Change and the rowing boat

The Great Myths of Change Management

Change management often gets spoken about as a singular activity.

As if it is somehow part of a project or set of To Dos on a programme schedule. You know, “Stakeholder Management”, start date, end date .. etc.

We even have Kurt Lewin explaining how change programmes must unfreeze an organisation, like a woolly Mammoth at the British Natural History Museum, then change things, and put the organisation back on ice. Really!!!!

I’ve spent 25 years in the transformation consulting industry, and I’ve noticed this.

“The starting point of a change project is normally unrecognisable shortly after the kick-off meeting”.

Let me use a metaphor to explain what I mean. We’re leaving one island to travel to another in a little rowing boat. After a short while, the island we left has disappeared under the frothing and turbulent water and is completely gone.

We turn to look towards our destination, only to see that a group of very unfriendly-looking locals has now invaded the once idyllic sandy beach. Going on would mean certain death.

There is another option. A third island sits just over the horizon, but we can’t see precisely what it looks like or where it is.

We have no choice but to change our plans and press on over the horizon

Our concern is not what is but what might be.

We plan to make sure we arrive in one piece. Our food and water are rationed. We take turns on watchkeeping, responsible for the boat’s security. We check our course regularly and keep our spirits high. The outcome is partially unknown, but at least it doesn’t consist of the frothy waters where our starting point used to be.
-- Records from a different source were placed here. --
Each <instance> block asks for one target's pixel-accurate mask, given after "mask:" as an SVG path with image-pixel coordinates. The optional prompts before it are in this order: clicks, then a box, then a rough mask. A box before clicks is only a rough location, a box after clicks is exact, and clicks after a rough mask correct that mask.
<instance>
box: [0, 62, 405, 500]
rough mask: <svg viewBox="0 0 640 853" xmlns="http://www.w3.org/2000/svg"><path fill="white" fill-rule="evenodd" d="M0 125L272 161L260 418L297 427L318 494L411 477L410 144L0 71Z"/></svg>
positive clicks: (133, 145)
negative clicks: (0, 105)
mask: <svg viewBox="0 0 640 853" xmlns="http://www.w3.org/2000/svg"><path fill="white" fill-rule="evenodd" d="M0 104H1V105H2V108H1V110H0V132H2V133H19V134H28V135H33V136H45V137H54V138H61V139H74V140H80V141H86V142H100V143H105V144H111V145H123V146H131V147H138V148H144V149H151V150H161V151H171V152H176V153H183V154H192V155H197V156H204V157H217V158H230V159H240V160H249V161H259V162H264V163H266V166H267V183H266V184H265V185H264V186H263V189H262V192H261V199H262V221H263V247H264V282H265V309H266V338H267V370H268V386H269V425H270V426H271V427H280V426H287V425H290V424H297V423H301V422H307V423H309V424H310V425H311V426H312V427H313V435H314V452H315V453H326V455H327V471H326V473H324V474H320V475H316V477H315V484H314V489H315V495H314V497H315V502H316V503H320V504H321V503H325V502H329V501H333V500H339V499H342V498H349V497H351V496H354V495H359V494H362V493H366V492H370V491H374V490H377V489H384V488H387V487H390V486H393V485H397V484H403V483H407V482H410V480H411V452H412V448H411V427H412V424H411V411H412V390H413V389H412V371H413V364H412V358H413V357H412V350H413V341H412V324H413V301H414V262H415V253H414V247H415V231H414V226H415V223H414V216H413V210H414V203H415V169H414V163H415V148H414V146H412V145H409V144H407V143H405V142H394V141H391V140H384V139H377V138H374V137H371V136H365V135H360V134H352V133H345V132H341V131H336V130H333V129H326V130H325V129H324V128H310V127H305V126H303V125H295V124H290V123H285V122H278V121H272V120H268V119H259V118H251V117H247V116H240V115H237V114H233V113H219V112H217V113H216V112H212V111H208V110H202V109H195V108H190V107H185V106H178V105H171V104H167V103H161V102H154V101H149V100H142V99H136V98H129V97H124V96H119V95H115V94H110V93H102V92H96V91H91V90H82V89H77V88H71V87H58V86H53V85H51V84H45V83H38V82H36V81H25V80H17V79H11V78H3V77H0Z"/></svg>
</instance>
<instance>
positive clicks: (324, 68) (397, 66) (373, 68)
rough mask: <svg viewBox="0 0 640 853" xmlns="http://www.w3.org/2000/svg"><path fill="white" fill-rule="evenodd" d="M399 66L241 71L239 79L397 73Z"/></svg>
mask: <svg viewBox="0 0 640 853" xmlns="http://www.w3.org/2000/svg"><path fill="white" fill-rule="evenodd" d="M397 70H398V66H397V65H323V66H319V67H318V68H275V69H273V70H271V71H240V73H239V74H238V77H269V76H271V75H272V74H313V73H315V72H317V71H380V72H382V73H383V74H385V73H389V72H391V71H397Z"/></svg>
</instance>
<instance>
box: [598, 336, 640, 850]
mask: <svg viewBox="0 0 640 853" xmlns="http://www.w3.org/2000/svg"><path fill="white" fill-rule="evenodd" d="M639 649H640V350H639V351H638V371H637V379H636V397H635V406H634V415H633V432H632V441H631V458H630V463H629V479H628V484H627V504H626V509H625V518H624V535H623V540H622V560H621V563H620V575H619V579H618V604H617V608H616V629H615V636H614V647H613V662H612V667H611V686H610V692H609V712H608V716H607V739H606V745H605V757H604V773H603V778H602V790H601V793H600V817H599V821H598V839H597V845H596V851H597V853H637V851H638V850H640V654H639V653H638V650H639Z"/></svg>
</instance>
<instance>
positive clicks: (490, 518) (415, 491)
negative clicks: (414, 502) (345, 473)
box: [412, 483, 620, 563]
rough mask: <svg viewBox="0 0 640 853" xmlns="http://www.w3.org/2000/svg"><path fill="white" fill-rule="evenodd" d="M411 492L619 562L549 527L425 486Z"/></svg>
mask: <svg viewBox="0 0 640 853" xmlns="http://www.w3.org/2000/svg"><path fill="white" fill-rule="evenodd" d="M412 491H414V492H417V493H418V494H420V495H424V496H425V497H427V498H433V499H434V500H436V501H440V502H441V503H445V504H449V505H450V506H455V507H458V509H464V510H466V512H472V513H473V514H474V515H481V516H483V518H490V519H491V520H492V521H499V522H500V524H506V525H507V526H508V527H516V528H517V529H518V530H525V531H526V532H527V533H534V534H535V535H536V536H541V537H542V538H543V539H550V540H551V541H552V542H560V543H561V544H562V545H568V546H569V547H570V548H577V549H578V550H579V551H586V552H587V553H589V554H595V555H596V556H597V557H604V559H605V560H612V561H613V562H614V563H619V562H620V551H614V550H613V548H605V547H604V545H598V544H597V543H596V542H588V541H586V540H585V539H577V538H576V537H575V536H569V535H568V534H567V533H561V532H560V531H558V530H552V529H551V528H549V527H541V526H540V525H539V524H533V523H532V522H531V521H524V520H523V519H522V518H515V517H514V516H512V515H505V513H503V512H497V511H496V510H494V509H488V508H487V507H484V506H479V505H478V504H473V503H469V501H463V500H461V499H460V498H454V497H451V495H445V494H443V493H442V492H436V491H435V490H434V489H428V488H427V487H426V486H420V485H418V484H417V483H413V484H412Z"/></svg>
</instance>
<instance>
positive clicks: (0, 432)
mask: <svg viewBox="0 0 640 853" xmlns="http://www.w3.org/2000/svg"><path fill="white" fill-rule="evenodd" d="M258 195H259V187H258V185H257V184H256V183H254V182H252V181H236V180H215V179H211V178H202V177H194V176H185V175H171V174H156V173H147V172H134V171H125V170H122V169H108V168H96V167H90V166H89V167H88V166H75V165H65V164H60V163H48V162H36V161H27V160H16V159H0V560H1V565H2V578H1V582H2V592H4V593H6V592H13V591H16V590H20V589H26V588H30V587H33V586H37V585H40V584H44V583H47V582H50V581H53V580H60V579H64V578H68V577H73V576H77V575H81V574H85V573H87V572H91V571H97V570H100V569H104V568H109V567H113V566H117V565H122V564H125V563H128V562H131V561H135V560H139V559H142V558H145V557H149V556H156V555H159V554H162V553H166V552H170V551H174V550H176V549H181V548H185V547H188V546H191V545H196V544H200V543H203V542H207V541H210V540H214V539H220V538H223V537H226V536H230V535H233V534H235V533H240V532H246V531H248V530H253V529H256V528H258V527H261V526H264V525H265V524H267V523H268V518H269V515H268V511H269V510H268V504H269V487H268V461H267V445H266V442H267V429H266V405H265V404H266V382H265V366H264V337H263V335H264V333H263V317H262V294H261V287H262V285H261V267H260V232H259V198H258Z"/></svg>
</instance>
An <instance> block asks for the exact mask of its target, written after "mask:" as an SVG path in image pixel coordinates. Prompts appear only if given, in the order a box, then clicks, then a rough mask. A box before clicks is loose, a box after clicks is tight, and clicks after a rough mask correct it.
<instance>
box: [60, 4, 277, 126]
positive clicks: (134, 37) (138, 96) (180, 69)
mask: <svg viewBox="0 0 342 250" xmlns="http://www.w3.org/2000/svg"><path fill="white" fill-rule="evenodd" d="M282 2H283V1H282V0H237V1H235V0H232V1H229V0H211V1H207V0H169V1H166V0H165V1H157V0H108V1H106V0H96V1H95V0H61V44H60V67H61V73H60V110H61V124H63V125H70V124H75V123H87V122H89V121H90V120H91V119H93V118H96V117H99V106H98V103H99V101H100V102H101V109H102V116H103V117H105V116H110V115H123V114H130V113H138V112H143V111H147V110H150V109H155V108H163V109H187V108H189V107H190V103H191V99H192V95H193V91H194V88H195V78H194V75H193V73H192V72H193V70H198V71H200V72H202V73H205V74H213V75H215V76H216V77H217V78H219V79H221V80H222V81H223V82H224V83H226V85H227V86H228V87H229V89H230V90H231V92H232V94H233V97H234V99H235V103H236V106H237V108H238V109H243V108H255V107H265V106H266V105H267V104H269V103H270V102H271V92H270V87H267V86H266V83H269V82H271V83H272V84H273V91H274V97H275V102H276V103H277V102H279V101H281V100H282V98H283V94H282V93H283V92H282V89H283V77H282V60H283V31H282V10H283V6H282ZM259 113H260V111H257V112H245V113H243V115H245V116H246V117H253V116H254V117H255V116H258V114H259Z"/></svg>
We wouldn’t have set out without an original plan. But plans need updating regularly, and that’s what we’re doing right now, sat in the bottom of our small rowing boat.

So, success in change management is about something other than great plans or fantastic approaches.

It’s about courage, making good decisions along the way, and, keeping everyone involved, because when you’re out in that little rowing boat, everyone’s committed.